Ну вот он уже и расстроился. И надо мне было завести об этом речь именно сегодня? Не могла до завтра потерпеть? Обещала же себе ни слова сегодня о работе.

Я поспешила заверить мужа в том, что никакое частное расследование на моем горизонте не маячит. Тем более что даже Валера от этого дела отказался. И вообще, у меня и без покойников забот хватает – надо сюжет для новой передачи придумывать. Как только сердитые морщинки в уголках губ моего супруга разгладились, а на щеках опять появились очаровательные ямочки, я тоже успокоилась. Мир был восстановлен.

А все-таки интересно было бы выяснить, умер он от шока или от передозировки? Если от передозировки, тогда это наверняка преднамеренное убийство. Или нечаянное самоубийство. Хотя о каком самоубийстве может идти речь?! Пальцы он себе тоже сам отрубил, что ли?

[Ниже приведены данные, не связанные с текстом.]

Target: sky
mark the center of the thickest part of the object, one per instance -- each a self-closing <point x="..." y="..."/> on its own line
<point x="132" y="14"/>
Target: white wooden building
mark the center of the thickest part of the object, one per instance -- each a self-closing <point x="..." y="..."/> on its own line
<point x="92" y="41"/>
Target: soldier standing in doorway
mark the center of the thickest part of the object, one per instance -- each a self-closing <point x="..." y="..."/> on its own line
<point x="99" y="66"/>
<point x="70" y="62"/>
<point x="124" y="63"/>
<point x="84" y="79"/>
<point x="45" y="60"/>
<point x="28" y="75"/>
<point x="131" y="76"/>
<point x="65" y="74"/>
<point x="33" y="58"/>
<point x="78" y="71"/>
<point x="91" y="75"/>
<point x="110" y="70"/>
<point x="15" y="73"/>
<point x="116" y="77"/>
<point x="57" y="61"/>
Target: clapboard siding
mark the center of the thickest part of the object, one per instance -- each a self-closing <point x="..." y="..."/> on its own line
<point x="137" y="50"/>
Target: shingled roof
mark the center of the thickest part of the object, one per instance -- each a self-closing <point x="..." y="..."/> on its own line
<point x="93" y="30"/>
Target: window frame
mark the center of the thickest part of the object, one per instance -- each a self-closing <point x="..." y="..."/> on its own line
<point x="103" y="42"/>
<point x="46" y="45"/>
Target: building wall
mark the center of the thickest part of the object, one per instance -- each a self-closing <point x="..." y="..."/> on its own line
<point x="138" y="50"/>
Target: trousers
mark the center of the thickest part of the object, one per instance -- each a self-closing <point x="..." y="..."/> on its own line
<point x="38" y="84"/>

Так – все! Тема закрыта. По крайней мере, на сегодня. Сегодня у меня на ночь были более радужные перспективы, чем размышления о причинах смерти человека, которого я не то что живым, даже мертвым не видела.

1Древнегреческий философ, ученик Сократа (V–IV века до н. э.), один из родоначальников гедонизма – направления в этике, утверждающего наслаждение, удовольствие как высшую цель и основной мотив человеческого поведения.